Spetta al domiciliante, e non al cliente, pagare gli onorari del domiciliatario, il quale non può essere qualificato co-difensore a seguito della domiciliazione: il rapporto tra i due legali si configura come mandato. Ad affermarlo è la Corte di Cassazione, con la sentenza n. 25816/2011.

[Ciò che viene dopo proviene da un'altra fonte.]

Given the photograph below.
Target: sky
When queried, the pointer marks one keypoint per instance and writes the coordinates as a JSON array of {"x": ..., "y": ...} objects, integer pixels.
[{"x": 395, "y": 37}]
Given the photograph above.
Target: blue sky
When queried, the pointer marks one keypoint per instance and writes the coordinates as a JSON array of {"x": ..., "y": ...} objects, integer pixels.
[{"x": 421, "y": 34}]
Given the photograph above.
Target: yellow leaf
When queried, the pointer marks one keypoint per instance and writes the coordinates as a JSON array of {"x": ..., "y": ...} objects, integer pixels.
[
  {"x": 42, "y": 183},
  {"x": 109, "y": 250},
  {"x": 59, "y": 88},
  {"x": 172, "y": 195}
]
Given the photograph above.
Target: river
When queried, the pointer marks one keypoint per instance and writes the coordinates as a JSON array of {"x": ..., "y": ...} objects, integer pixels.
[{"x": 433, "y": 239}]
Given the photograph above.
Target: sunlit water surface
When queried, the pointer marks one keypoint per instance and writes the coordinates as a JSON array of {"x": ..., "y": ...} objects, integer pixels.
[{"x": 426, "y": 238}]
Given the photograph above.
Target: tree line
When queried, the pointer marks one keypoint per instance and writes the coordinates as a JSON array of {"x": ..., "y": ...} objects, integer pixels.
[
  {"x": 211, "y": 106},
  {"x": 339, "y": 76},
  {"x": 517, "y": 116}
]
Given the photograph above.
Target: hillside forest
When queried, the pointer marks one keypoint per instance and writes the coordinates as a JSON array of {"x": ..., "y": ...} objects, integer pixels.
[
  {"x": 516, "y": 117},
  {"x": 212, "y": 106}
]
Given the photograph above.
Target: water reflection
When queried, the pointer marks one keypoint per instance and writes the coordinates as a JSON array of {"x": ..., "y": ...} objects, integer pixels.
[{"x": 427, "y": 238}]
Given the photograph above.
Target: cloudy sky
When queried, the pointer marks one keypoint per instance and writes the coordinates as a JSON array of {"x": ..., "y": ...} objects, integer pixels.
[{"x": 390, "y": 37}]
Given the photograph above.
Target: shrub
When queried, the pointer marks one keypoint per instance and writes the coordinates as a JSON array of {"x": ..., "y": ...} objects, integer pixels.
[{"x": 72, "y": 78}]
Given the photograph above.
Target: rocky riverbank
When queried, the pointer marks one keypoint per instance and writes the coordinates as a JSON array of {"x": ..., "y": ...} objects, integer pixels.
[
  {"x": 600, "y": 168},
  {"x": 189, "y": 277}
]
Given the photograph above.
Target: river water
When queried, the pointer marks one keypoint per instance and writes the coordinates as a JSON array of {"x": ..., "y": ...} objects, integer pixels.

Il caso. Dopo aver ricevuto un incarico da parte di un cliente, un avvocato si rivolgeva ad un collega, affinché svolgesse attività procuratoria in sua vece e quale domiciliatario. Giunto il momento di corrispondere al collega le sue spettanze, l’avvocato mandante aveva ritenuto di non farlo: il domiciliatario avrebbe dovuto esigerle direttamente dal soggetto che aveva fruito del patrocinio. In sostanza, l’avvocato mandante riteneva che si fosse in presenza di un rapporto contrattuale in cui entrambi gli avvocati, mandante e mandatario, fossero in realtà codifensori dello stesso cliente, con la conseguenza che le relative spettanze avrebbero dovuto essere pretese da entrambi gli avvocati dal cliente stesso. Il legale domiciliatario si rivolgeva così al giudice, il quale decideva in suo favore in primo grado con decreto ingiuntivo, salvo poi ribaltare la decisione in sede di opposizione. Di qui il ricorso in appello, conclusosi in favore dell’avvocato domiciliatario. Tale verdetto veniva, infine, confermato dalla Corte di Cassazione.
Il giudizio di legittimità. La S.C. ribadisce che «obbligato a corrispondere il compenso professionale al difensore per l'opera professionale richiesta, se ed in quanto la stessa sia stata svolta, non è necessariamente colui che ha rilasciato la procura alla lite». Infatti, «l’obbligato può anche essere colui che abbia affidato al legale il mandato di patrocinio, anche se questo sia stato richiesto e si sia svolto nell'interesse di un terzo, instaurandosi in tale ipotesi, collateralmente al rapporto con la parte che abbia rilasciato la procura ad litem, un altro distinto rapporto interno ed extraprocessuale»; rapporto regolato dalle norme di un ordinario mandato, in virtù del quale la posizione del cliente viene assunta non dal patrocinato ma da chi ha richiesto per lui l'opera professionale. Pertanto, «fermo il rapporto contrattuale tra il cliente e l’avvocato, quest’ultimo può dare mandato ad un altro avvocato affinché svolga attività nell’interesse del suo cliente. E in questo caso l’avvocato mandante diventa cliente dell’avvocato mandatario, nel senso che è l’avvocato mandante ad essere obbligato al pagamento dell’avvocato mandatario e non il cliente in senso stretto che, per contro, resta legato al rapporto contrattuale con l’avvocato mandante».